When his gaze fell upon the constable, he rose and offered a gracious bow, blinking slightly as if he needed to refocus his eyes in order to look upon ordinary, worldly things.
‘A welter of pardons, my good sir. I thought you were Bockerby’s girl servant with a dish of tea. Do take a seat.’
The constable sat himself down on the room’s only chair.
‘Your own girl’s not about?’
‘Ah, no, I sent her to buy ink.’
‘Too bad. It was the girl I particularly wanted to speak to. No matter. I can tell you now that we have discovered the name of the dead man found at Whickerback Point. Have you heard the name Halk Partridge?’
Clent raised his eyebrows, and seemed to consider for a few moments.
‘The name is faintly familiar, but the hook floats free and will not catch upon anything.’
‘The Watermen were worried that the poor cove we found in the nets might have been knifed by a spider boat working the quays, so they put out a description of the dead man to see if anyone recognized it and could put a name to him. The river water made this hard, since by the time they pulled him out he was tending to the blue and bilious, if you see my meaning, sir. But he had a little kink in his wrist, just here.’ The constable pulled back his cuff, and rubbed at the knob of his wrist bone. ‘A most particular kind of a kink, and one of the porters on the jetty remembered seeing a barge captain with just such a kink.’

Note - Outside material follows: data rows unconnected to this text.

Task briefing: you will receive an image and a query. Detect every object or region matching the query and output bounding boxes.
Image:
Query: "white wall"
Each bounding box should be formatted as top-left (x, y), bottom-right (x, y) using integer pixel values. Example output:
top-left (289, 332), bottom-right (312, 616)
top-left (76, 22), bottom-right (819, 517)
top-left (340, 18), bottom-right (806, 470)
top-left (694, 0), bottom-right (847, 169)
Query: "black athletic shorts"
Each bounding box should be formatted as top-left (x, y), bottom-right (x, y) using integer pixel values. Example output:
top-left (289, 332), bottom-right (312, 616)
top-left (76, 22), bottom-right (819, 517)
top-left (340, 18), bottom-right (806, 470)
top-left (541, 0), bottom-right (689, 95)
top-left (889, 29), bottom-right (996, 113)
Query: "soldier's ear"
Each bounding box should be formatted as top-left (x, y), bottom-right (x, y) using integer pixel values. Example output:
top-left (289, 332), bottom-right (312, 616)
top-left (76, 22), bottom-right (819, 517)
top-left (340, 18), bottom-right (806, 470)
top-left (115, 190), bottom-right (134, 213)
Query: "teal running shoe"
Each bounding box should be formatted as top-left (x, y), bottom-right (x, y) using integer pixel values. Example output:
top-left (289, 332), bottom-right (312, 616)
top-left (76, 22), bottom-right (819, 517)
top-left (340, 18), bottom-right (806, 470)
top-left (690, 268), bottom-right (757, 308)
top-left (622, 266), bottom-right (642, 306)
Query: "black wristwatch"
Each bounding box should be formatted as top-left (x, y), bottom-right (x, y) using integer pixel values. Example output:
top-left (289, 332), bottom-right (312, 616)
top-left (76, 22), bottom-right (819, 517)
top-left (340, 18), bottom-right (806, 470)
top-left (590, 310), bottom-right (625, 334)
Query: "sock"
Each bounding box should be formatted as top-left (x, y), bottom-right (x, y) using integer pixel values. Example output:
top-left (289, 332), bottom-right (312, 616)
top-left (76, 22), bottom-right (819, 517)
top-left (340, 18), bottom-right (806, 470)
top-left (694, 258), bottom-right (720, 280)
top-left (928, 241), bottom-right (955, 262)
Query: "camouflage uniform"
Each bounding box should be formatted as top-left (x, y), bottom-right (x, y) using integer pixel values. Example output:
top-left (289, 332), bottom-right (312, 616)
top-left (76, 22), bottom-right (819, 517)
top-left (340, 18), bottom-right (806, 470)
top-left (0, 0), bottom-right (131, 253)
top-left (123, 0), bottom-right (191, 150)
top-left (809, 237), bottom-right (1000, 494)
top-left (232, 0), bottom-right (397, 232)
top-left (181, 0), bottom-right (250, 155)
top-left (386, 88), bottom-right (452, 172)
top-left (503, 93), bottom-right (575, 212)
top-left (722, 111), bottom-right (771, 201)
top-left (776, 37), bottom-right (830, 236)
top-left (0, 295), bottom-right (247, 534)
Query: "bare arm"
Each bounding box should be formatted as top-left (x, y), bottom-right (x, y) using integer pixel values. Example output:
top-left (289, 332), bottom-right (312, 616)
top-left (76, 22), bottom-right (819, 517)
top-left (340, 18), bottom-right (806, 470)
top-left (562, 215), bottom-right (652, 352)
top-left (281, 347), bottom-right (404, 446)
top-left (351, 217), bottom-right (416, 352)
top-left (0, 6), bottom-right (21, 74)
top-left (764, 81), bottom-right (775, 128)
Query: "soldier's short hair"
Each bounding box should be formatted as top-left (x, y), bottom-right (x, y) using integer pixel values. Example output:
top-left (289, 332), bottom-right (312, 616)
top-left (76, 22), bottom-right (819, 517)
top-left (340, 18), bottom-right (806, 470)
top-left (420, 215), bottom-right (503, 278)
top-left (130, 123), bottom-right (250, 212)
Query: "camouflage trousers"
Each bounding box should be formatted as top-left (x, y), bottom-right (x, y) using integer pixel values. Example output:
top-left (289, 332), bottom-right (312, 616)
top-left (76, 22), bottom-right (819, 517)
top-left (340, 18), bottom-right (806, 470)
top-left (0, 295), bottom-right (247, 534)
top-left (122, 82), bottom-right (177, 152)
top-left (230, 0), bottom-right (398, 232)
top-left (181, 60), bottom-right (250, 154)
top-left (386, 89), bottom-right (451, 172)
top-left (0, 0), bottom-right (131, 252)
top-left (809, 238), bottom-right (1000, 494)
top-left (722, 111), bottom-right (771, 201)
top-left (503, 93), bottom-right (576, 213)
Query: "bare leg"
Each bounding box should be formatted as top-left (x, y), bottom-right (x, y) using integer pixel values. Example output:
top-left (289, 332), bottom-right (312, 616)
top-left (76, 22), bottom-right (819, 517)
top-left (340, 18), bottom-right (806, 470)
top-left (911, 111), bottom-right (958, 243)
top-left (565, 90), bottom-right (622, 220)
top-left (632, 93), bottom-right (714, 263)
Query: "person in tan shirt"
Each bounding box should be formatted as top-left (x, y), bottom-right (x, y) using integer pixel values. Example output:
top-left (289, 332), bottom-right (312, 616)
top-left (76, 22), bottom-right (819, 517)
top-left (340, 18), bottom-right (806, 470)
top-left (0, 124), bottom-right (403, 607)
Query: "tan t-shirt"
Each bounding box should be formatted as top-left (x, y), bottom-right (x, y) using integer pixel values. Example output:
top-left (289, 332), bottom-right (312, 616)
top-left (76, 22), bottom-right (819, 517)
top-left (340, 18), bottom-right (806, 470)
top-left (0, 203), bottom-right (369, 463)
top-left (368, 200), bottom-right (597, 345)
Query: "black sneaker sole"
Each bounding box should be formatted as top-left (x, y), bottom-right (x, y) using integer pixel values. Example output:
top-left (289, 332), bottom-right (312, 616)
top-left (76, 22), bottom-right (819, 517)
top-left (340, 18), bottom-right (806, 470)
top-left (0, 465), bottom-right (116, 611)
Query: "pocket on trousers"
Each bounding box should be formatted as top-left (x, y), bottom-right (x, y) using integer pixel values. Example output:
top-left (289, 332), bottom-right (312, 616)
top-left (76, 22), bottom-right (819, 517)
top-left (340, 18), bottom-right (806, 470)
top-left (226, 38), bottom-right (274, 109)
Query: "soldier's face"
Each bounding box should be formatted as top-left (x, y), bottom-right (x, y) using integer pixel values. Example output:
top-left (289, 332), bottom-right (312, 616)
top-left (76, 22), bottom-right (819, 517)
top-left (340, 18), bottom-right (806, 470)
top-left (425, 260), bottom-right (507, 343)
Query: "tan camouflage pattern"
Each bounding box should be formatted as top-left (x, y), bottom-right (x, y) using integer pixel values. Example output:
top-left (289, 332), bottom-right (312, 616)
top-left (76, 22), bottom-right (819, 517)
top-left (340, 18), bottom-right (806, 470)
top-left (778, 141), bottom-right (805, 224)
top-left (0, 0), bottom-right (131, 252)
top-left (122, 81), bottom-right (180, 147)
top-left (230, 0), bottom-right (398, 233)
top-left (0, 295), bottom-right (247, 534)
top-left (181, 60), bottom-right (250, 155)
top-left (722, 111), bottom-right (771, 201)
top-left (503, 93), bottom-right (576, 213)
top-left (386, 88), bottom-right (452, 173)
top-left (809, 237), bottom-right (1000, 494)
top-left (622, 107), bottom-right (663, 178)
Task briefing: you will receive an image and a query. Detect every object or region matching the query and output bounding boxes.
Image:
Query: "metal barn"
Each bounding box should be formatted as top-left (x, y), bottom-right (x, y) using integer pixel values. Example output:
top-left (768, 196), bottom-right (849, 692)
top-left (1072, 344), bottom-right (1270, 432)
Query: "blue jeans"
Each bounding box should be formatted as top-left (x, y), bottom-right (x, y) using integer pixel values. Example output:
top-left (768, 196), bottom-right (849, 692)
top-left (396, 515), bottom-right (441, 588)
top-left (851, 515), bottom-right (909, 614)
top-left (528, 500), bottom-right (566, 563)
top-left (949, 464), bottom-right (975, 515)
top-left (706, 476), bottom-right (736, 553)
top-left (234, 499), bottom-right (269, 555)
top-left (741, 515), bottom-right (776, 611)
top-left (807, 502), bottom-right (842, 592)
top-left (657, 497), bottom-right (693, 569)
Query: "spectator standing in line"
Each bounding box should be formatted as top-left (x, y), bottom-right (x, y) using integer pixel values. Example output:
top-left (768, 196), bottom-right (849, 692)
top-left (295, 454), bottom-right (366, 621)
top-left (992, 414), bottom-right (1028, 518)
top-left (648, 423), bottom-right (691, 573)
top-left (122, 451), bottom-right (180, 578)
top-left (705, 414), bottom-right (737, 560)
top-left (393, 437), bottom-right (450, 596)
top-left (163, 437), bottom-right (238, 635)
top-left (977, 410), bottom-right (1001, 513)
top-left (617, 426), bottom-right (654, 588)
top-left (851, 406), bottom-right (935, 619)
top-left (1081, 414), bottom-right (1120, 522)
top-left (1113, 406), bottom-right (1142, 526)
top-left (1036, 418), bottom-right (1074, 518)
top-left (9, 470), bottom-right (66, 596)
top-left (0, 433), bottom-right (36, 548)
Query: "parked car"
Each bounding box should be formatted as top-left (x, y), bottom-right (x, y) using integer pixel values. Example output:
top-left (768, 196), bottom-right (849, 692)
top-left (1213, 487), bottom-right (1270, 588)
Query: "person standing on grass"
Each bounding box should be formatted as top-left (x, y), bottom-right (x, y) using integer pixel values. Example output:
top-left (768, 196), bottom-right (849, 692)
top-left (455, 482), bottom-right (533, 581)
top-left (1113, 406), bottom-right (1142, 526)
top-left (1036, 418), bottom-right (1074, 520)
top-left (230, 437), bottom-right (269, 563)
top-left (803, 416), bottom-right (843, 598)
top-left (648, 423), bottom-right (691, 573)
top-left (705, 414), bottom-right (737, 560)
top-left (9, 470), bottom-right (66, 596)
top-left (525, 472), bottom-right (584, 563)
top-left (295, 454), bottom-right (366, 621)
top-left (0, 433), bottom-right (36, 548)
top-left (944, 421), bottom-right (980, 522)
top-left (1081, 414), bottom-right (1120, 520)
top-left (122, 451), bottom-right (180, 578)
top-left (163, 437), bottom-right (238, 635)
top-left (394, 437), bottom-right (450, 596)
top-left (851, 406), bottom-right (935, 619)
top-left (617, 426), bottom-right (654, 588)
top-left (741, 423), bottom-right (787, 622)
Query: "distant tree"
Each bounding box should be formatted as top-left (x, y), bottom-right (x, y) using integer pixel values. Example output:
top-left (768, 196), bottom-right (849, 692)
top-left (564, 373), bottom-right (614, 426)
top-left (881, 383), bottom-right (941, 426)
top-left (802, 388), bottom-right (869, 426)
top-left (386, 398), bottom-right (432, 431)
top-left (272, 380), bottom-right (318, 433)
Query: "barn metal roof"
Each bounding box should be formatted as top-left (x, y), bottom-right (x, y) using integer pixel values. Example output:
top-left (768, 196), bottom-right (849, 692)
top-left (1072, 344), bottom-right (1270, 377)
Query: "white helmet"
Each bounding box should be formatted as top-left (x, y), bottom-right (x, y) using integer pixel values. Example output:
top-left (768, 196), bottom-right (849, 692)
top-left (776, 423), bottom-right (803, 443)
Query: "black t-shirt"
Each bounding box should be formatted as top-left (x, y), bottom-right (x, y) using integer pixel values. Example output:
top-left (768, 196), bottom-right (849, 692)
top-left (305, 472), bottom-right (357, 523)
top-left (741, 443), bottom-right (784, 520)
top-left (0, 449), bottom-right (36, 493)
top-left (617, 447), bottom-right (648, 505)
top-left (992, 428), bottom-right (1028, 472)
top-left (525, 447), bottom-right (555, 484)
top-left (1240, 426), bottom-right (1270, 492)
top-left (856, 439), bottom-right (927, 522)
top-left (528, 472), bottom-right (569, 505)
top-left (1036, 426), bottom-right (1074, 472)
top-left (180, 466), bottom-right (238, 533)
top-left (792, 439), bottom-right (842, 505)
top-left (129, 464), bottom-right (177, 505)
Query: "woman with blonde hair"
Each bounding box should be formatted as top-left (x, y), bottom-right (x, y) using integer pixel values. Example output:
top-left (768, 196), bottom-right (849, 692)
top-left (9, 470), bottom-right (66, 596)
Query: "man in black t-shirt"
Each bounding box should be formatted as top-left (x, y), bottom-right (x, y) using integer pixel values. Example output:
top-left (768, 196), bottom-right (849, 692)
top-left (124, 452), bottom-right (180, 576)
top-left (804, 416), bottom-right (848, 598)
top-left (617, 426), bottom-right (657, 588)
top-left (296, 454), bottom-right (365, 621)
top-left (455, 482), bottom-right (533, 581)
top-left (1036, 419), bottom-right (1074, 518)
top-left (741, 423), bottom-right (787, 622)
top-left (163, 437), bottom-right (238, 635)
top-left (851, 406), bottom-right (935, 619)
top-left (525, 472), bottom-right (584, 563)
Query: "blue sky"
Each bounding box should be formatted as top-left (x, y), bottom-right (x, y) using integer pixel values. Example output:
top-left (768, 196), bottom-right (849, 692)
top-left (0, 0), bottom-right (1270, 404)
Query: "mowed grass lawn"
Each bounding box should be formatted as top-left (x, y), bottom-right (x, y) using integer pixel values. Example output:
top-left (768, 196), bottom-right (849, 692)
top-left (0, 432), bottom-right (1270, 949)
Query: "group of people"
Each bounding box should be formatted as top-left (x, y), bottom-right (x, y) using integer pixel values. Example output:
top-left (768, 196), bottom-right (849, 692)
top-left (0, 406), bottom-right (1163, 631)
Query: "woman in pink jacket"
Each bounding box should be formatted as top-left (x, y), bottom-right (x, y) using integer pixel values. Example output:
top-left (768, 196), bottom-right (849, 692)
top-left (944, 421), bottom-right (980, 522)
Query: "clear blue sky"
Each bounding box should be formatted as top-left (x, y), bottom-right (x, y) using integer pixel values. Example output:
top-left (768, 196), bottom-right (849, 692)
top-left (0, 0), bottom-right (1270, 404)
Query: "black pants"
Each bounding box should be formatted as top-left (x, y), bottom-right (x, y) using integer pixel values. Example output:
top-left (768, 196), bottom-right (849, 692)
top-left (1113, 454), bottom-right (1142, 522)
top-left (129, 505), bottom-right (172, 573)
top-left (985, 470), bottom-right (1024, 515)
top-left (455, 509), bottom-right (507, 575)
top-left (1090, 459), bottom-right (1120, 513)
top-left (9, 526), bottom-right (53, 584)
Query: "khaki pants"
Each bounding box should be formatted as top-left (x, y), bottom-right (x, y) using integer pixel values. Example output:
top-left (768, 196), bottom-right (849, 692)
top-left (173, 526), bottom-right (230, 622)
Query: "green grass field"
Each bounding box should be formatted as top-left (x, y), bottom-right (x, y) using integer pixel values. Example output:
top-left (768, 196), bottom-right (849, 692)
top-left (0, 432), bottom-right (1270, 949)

Clent wore a patient and polite expression, as if the high matters of his poem were calling to him and he was trying not to hear them.
‘So we went down to Dragmen’s Arches,’ continued the constable, ‘and we found out that barge skipper had not been seen for about a week, and we heard his first mate was bowsing at the Wide-eyed Kipper. So we searched the mate out at the Kipper, and one of my men laid a hand on his shoulder to get his attention. And quick as you can blink, the fellow looked up, saw us in the Duke’s colours, and threw his stew at my head. He was a right dog for a fight, and it was only when we had three men sitting on his chest that we got any sense out of him.
‘He had it in his head we’d come to arrest him for smuggling, and swore his own soul black as a kettle, laying curses on the pair he thought had cackled on him. A pair of passengers the barge had taken up at Kempe Teetering, was how he put it. I think his exact words were, “a bloated viper with a lawyer’s pretty manners, and a ferrety-looking girl with unconvincing eyebrows”.’
Clent shifted uncomfortably at this unflattering description, and for an instant his eyes did have a furtive, viperish expression.